Quase todo sábado vejo uma mesma cena: a minha avó, sentadinha no sofá, empolgada em ver a neta e o bisneto chegarem juntos na casa dela. Aos 95 anos, miudinha, reclama do novo andador enquanto está sintonizada na TV e em tudo mais o que acontece à sua volta. Lúcida! Sábia! Resiliente! Outro dia, com seu carregado sotaque mineiro, tentou dizer em voz alta: “Pensa em tudo o que já fiz, nossenhora”. Nesse momento, me lembrei do meu pai e das minhas três tias contando com brilho nos olhos sobre como ela se dedicou ao trabalho de cuidar da família. Me pus a pensar, então, sobre como era a rotina de uma mãe de crianças e adolescentes por volta dos anos 1960. Você já para pensar quanto gasta com as crianças, versus estes custos no passado?

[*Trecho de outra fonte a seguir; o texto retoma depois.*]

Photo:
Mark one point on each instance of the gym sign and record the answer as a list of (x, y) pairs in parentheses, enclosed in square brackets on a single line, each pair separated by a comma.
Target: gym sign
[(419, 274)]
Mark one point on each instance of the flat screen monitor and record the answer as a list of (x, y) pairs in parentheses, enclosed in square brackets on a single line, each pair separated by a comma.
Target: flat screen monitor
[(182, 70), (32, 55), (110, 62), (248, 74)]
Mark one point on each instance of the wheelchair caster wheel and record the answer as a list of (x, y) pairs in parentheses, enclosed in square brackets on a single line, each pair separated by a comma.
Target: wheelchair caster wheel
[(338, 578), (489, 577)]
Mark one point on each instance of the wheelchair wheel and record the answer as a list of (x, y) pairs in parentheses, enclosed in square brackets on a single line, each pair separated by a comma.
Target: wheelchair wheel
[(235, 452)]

A comparação com este século, em que estamos agora, me deu um nó na cabeça. Enquanto vovó, com o controle remoto em mãos, alternava entre assistir o Terço de Aparecida e Largados e Pelados, iniciei mentalmente uma lista de gastos que deveriam fazer parte do orçamento doméstico do passado.

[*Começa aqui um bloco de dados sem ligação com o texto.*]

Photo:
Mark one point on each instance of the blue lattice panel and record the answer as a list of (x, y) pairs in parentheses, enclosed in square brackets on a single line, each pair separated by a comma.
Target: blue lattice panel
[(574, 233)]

Ensino? Todos se formaram em renomadas escolas públicas. Colônia de férias? A meninada ocupava a rua. Brinquedos? Natureza. Escolinha de futebol? Qualquer lugar público com dois chinelos fazendo as vezes de trave já era o suficiente. Atividades extracurriculares? “Rouba bandeira” e “queimada” eram as coisas mais divertidas para se fazer após a aula. Eletrônicos? Rádio ou TV na hora da novela, do noticiário e do futebol.
E quem cuidava dessa criançada, gente? A tia, a prima, a vizinha, as amigas da igreja, o dono da mercearia… Plano de saúde? Com o celular em mãos, até “dei um Google” para descobrir quando a tradicional Unimed foi fundada. Resposta da busca: 1975. Hum, seguimos. Terapia? Claro que não! Aparelho invisível para os dentes? Menos ainda. Roupas? Certamente muito menos do que agora.
É… no tempo dos nossos avós, talvez de nossos pais, a planilha de gastos com os filhos era bem diferente. As últimas férias escolares evidenciaram que o cuidado com os pequenos é mesmo uma grande responsabilidade, muitas vezes solitária e não mais coletiva, um desafio gigante diante de um contexto social e econômico centrado no papel dos pais — ou apenas da mãe, é preciso dizer.
Diferentes institutos de pesquisa têm divulgado dados que apontam retrocessos sobre a condição financeira das mulheres e, consequentemente, de sua autonomia.
“Creches ficam mais caras, dificultam o trabalho de mulheres e limitam toda a economia”, dizia o título de uma matéria de jornal de uma segunda-feira qualquer. O levantamento da ECA International apontou que a alta dos custos de cuidados infantis no mundo é um dos fatores que tira 10% do PIB global, graças à menor participação feminina no mercado de trabalho.
Segundo a Bloomberg Economics, estima-se que a economia perde US$ 237 bilhões por ano nos Estados Unidos e € 242 bilhões na União Europeia em razão da redução das cargas de trabalho das mulheres para cuidar dos filhos.
Para não trabalhar apenas para pagar escola, muitas mulheres estão optando por reduzir a carga horária, renunciar a promoções ou até mesmo desistir de tudo e ficar em casa.
Também por razões econômicas e patriarcais, estão sendo “escolhidas” para cuidar dos idosos, já que manter um profissional nessa função é tão caro ou mais caro do que um salário.
Agora é assim: toda vez que aguardo a água ferver para passar o café no coador de pano na casa da vovó, me pego refletindo sobre a evolução das responsabilidades e dos custos associados ao cuidado dos filhos e de todos.
E como isso dita o dia a dia das mulheres e de toda a sociedade. É crucial reconhecer os desafios contemporâneos — e a pressão financeira certamente é um deles.